- Native name: Müseyib Bağır oğlu Bağırov
- Born: 30 June 1915 Yelizavetpol, Yelizavetpol Governorate, Russian Empire
- Died: 17 May 1981 (aged 65) Baku, Azerbaijan SSR, Soviet Union
- Allegiance: Soviet Union
- Branch: Red Army
- Service years: 1941–1945
- Rank: Captain
- Unit: 69th Guards Rifle Division
- Conflicts: World War II Battle of Kursk; Battle of the Dnieper; ;
- Awards: Hero of the Soviet Union

= Museyib Baghirov =

Azerbaijani Red Army captain, Hero of the Soviet Union (1915–1981)

Museyib Baghir oglu Baghirov (Müseyib Bağır oğlu Bağırov; 30 June 1915–17 May 1981) was an Azerbaijani Red Army captain and a Hero of the Soviet Union. Baghirov was awarded the title on 22 February 1944 for his actions during the Battle of the Dnieper, in which his platoon reportedly killed up to 250 German soldiers and destroyed three tanks. Postwar, Baghirov was demobilized and worked in the oil industry.

== Early life ==
Baghirov was born on 30 June 1915 in Yelizavetpol in the family of a textile worker. He graduated from junior high school in 1931 and moved to Baku, where he graduated from the Naval College. He returned to Ganja (renamed Kirovabad) and worked as an assistant foreman at the Kirovabad Textile Combine.

== World War II ==
Baghirov was drafted into the Red Army in 1941. He fought in combat from November 1942 in battles on the Volga River.

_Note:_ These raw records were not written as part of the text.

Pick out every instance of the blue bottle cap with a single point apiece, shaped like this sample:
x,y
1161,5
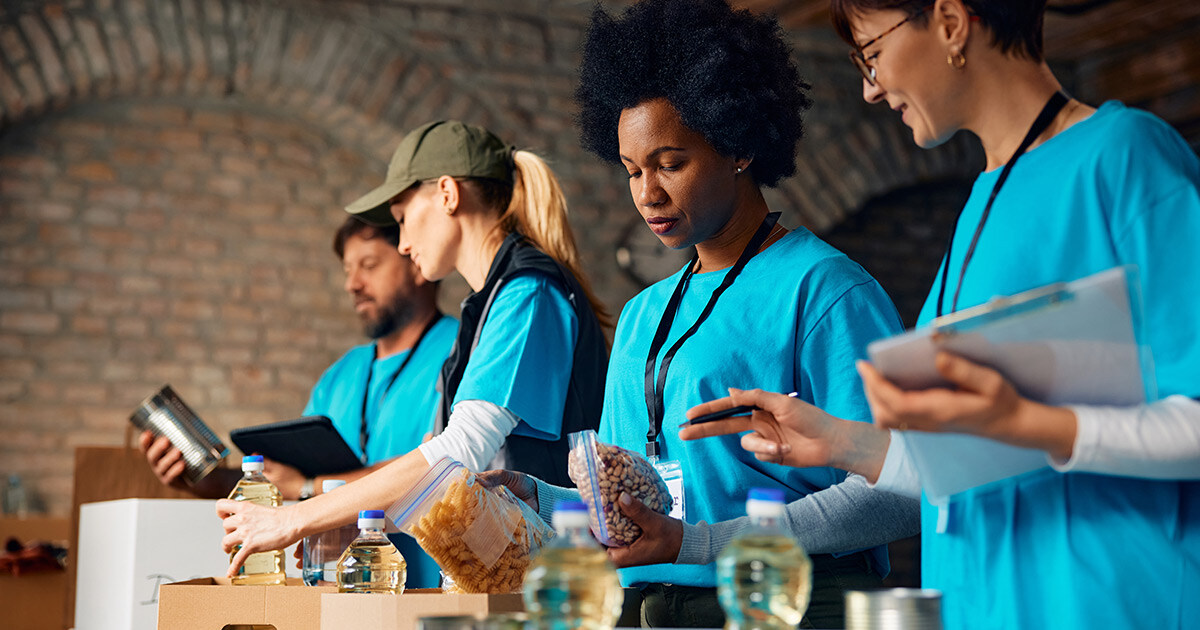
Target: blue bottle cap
x,y
771,495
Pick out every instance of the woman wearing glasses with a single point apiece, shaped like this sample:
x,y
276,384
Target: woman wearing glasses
x,y
1108,534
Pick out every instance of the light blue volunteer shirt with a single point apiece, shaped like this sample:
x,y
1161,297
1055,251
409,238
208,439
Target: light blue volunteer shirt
x,y
795,319
1078,550
397,419
525,355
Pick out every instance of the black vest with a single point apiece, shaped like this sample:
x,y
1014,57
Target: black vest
x,y
585,394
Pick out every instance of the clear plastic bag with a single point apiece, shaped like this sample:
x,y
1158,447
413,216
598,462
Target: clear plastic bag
x,y
601,472
481,538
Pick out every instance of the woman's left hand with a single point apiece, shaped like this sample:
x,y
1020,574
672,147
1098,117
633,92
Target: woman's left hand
x,y
256,528
983,405
660,540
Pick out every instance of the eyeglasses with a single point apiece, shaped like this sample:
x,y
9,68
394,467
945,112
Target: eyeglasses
x,y
856,55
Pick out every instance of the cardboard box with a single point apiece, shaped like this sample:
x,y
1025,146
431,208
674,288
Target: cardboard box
x,y
355,611
214,603
34,601
127,549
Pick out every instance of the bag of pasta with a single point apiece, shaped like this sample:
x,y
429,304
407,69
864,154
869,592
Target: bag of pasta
x,y
481,538
601,472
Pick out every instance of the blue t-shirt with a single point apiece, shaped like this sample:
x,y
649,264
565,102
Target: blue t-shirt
x,y
795,319
399,417
525,355
1078,550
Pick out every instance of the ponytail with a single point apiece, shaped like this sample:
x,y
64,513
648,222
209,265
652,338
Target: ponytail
x,y
538,210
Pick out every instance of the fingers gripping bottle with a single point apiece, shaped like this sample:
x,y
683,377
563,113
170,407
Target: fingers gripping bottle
x,y
322,551
371,564
263,568
763,577
571,585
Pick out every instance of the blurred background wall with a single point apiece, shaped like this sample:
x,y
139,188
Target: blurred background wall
x,y
172,173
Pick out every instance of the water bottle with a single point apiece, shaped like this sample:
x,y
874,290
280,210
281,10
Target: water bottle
x,y
16,501
267,567
371,564
322,551
763,577
571,585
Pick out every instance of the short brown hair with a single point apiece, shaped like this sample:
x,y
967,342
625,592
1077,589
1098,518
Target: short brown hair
x,y
1015,25
357,227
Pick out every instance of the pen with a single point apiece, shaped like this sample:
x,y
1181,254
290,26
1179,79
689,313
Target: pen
x,y
742,409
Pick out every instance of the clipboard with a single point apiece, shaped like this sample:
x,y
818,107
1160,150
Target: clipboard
x,y
310,444
1063,343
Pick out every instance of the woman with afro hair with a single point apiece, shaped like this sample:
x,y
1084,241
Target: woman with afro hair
x,y
702,106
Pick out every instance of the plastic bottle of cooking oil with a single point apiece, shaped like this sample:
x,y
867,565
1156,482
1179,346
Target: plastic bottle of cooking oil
x,y
371,564
263,568
571,585
763,577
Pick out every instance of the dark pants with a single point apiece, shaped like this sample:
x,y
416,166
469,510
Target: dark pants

Baghirov was sent to the Kemerovo Infantry School and graduated from an accelerated course in 1943. He was sent to the front as a platoon leader in the 206th Guards Rifle Regiment of the 69th Guards Rifle Division. Baghirov fought in the Battle of Kursk.

Baghirov fought in the Battle of the Dnieper. On 9 September, southwest of Zinkiv, he reportedly captured an important height leading 11 other soldiers. During the battle, Baghirov reportedly killed 28 German soldiers with a sniper rifle. He reportedly destroyed an anti-tank gun and killed its crew with grenades. The platoon reportedly held the height for the rest of the day, destroying 3 tanks and killing up to 250 German soldiers. Baghirov was wounded, but reportedly did not leave the battlefield. He was later evacuated to a hospital. In 1944, he joined the Communist Party of the Soviet Union. On 22 February 1944 he was awarded the title Hero of the Soviet Union and the Order of Lenin.

After recovering from his wound, Baghirov returned to the regiment. He fought through the rest of the war and was seriously wounded in both hands and head at the end of the war. Baghirov spent almost eight months in the hospital and was demobilized in October 1945 with the rank of captain.

== Postwar ==
Baghirov moved to Baku and graduated from the Commercial College. For several years, he worked as head of geological exploration in the Neftechalaneft oilfields. Baghirov survived a fall from a 25 meter tower but was unable to engage in physical labor afterwards. He began working in the Karadagneft Workers' Supply Department. Baghirov later worked as director of a department store in Lökbatan and then at the Gastronom store in Baku. He died on 17 May 1981.

== Personal life ==
Baghirov married and had two daughters, Raya Babayeva and Sitara Baghirova.